In most people’s minds, self-care refers exclusively to that time outside of your job when you’re settling into a bubble bath or going on a long nature walk. However, your career is also a part of that process and shouldn’t be seen as something exclusive of it.
Self-care refers to the activities you engage in with the purpose of maintaining mental, emotional, and physical well-being on a regular basis. They’re acts that re-energize and rejuvenate you.
Effective self-care shouldn’t be something that you mark on your calendar as 3 hours a week and then the rest of your time is spent miserable and helpless. Self-care is a 24/7, constant process of acceptance, being attentive of your own wants and needs, and analyzing your own behavior.
These rituals are key to improving your anxiety, anger, depression, and can positively impact how you interact with both yourself and others.
Your job should always be a part of that internal dialogue. Humans spend, on average, 90,000 hours working in their lives. While stressors are certainly a part of that experience (it’s just part of the human condition), they should not overwhelm or make up its entirety.
Finding Meaning
In everything you do and every ritual you undertake, there should be meaning.
In the jobs we work to afford our necessities, comforts, and our way of life, we see our efforts as nothing more than a list of tasks to check off.
How can we possibly find meaning in work?
Not every source of gainful employment is impacting the world positively in an obvious way, and sometimes you need to look inward to find a reason to pull meaning from your work.
Here are some possible reasons to glean some aspects of fulfillment from your job:
- Utilizing your creativity
- Practicing critical thinking skills
- Growing your marketable skill set
- Interacting with coworkers, clients, and business partners and growing your network of friends and colleagues
- Being dependable and giving your life structure
- Adding directly to the success of a company that represents a cause you care about
- To protect and provide for your loved ones
- Innovating, disrupting, and injecting change into a slow-changing organization or field
Even if indirectly, your job can be a source of confidence, discipline, growth, learning, and a place to exercise aspects of your mind, emotions, and personality that you don’t otherwise get to flex in everyday life.
Stepping Back and Reflecting
It’s easy to let the positives of your job get overshadowed by the stress and expectations, but it’s important to take the time to (figuratively) step 20 feet away and take a look at your career from the outside.

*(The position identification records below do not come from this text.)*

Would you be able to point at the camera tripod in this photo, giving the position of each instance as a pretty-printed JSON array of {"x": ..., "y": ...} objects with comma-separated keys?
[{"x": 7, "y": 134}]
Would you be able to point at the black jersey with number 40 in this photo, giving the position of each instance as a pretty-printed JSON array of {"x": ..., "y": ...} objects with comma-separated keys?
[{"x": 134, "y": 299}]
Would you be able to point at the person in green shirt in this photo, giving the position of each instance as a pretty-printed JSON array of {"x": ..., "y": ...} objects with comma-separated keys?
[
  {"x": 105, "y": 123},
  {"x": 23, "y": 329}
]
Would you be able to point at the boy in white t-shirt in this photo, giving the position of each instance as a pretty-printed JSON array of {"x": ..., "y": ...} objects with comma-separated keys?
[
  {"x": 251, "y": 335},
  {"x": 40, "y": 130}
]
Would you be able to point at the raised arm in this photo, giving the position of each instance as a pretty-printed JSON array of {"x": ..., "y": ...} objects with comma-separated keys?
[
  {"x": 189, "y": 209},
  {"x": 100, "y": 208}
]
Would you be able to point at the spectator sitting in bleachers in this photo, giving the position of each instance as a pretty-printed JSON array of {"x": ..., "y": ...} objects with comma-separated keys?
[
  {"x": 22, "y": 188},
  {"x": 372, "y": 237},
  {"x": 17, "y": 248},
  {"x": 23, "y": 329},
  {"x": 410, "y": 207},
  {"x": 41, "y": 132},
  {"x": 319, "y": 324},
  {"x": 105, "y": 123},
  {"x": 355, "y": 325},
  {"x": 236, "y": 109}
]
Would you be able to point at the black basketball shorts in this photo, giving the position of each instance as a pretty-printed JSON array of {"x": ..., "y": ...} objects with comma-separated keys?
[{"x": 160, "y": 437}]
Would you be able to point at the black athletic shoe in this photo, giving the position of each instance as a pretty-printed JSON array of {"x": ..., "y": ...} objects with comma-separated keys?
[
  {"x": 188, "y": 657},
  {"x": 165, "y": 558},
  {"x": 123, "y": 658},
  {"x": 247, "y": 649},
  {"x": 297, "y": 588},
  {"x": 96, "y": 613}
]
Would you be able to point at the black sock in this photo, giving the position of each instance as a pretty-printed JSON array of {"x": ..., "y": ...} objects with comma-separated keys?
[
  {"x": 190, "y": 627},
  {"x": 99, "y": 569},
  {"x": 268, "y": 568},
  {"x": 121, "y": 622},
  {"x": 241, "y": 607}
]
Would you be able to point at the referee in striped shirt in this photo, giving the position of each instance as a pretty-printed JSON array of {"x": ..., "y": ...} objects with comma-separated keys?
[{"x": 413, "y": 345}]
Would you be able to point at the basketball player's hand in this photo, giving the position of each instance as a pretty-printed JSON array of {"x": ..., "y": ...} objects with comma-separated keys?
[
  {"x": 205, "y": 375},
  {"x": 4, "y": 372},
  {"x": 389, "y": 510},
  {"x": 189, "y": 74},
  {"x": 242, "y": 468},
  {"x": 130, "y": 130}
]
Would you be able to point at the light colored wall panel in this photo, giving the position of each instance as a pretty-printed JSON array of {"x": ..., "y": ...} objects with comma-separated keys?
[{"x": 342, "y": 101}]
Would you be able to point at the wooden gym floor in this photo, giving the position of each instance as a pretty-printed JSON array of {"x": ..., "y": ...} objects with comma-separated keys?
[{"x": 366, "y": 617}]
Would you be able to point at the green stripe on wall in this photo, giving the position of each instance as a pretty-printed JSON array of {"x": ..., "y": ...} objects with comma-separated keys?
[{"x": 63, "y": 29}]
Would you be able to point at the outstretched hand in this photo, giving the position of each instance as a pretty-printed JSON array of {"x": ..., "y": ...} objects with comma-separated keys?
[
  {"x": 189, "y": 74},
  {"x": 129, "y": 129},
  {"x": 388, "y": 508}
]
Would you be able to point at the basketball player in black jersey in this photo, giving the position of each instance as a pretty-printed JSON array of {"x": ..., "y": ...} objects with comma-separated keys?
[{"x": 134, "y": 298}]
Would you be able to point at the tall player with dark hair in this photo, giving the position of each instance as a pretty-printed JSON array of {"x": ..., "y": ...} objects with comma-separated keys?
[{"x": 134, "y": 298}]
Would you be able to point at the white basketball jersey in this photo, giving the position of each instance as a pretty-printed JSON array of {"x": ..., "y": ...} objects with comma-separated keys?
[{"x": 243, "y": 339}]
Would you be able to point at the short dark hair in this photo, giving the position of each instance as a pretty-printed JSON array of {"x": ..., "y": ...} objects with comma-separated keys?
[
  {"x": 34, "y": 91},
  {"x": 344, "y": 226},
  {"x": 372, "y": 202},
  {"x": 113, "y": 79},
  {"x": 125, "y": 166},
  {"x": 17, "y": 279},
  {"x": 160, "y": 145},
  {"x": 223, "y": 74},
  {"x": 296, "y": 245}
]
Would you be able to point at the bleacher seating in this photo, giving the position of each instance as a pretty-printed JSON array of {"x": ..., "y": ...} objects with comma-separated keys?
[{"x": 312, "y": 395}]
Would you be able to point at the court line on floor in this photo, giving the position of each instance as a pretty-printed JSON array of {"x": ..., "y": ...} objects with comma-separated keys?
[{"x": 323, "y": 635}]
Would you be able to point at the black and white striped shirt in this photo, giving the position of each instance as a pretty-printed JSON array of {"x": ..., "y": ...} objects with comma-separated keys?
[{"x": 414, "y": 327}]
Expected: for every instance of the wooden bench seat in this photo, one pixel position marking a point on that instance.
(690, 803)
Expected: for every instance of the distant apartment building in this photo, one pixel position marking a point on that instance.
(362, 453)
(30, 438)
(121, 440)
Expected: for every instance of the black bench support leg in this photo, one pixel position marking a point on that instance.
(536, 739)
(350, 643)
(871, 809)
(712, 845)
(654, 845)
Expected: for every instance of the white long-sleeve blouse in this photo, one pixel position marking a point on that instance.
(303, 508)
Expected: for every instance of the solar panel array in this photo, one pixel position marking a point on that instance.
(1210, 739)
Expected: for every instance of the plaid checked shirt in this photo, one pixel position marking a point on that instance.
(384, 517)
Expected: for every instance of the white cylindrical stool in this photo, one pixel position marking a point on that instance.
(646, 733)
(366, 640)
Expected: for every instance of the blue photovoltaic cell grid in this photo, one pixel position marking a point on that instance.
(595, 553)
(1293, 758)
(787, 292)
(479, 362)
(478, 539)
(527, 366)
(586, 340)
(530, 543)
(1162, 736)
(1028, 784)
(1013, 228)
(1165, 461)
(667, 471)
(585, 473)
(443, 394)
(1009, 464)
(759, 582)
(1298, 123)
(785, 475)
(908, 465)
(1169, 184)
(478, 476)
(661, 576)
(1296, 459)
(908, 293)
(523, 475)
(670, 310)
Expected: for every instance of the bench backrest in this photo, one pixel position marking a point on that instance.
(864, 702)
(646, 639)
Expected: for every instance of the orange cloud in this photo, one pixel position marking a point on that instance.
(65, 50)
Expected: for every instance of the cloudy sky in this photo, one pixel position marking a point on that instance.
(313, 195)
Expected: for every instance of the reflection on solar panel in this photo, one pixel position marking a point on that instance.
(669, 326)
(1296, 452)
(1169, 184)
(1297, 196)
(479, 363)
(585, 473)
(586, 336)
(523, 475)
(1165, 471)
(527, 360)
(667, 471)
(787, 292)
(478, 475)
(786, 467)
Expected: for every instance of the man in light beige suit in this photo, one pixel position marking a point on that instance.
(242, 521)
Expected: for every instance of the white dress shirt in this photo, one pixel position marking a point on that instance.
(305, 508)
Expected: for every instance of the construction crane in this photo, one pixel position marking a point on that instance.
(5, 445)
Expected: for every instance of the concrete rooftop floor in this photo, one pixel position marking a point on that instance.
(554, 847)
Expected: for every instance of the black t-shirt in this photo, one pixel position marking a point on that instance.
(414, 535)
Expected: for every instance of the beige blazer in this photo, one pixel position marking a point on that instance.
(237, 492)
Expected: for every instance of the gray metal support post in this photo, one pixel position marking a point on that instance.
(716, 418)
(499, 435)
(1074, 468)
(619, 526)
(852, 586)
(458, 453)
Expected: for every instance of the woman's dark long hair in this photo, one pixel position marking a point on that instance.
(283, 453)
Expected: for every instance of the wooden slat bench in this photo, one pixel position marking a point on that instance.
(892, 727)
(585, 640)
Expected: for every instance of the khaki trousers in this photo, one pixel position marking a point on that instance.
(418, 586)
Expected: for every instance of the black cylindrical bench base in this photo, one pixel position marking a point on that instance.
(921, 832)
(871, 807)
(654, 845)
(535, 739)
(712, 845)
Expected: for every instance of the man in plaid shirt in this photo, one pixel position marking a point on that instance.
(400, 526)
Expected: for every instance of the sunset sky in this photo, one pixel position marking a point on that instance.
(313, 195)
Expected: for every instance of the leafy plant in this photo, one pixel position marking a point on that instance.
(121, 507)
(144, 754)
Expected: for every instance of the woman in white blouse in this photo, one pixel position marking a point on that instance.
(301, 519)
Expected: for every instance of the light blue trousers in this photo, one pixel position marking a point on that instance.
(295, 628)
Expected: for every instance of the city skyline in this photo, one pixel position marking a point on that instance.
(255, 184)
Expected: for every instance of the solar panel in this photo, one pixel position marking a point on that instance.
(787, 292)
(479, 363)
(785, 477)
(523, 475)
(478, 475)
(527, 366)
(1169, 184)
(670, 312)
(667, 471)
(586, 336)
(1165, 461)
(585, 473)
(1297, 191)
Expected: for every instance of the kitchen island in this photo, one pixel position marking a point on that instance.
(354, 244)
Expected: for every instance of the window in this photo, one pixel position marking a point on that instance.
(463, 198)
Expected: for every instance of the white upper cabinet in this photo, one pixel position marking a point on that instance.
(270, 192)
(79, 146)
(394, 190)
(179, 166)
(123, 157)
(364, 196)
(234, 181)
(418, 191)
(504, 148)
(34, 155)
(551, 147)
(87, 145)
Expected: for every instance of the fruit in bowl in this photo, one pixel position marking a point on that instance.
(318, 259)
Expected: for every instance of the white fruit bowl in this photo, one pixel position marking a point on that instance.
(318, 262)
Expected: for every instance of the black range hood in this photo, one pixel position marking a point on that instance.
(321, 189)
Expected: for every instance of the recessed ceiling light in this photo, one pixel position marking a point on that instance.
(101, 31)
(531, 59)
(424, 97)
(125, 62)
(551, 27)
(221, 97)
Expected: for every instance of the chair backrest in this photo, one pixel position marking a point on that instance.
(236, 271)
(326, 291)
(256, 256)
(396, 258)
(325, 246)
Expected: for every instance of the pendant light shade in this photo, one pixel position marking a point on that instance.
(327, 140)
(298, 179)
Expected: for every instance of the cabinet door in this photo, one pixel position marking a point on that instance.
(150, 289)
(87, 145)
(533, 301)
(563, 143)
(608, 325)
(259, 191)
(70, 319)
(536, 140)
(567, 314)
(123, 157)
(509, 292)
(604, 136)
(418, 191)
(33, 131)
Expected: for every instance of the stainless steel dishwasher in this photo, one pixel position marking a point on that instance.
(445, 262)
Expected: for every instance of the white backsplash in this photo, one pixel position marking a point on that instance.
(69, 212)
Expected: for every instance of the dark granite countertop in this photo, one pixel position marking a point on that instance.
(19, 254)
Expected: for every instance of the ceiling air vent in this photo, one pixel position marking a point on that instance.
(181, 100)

Are there things you’ve learned doing your job that you wouldn’t have otherwise had experience with? Are there people you’ve connected with who you would not have met otherwise? Have you had the opportunity to contribute in a quantifiable way to the success of others or a concept or an organization?
It’s easy in the throes of day-to-day drudgery to focus entirely on the negative space. It’s natural to want and feel unfulfilled when you’re not in control, but this humbling experience can also be a blessing. Service to others can be a great way to build confidence and teach you gratitude.
As you carry out the duties of what is expected of you each and every day, take the time to look back on the work you’ve put in and the ways in which the challenges have expanded your knowledge or made you feel accomplished.
The journey shouldn’t be overlooked in favor of the destination.
Putting It All Into Practice
Mindfulness is the most important process that contributes to effective self-care methodology. Recognizing the branching emotional and mental pathways of your day is the first step to understanding and caring for yourself.
After you achieve a level of understanding, however, it’s time to turn that right thought into right action.
After finding places to draw meaning and examining your work from a distance, what can you do to continue these rituals everyday to keep building and refining your new positive, aware, grateful mindset?
- Go on a morning walk or do some type of physical exercise first thing after waking up. This will be a framing moment for your entire day and starts you off in control of the situation.
- Take 15 minutes of your lunch break to meditate, practice breathing exercises, focus intensely on an object or word or person, and take control of your wandering thoughts for a few short moments. Hold a thought instead of letting your thoughts hold you.
- Wait 2 minutes before responding to any ping, phone call, or email message and consider the purpose of the message and what you want to convey in the response. Be in control of your message.
If you’re arriving at the end of this discussion and you’re wondering about one single thread that ties all of these thoughts together, it’s taking the power back.
Sure, we’re all human and we all have moments of anger, sadness, anxiety, and quick decisions, but even small changes and moments of reflection on the ways we think and act are vast improvements.
We can take the time to understand, examine, and be aware of where we are and what we have to be thankful for.
These are all bricks to lay toward effective self-care.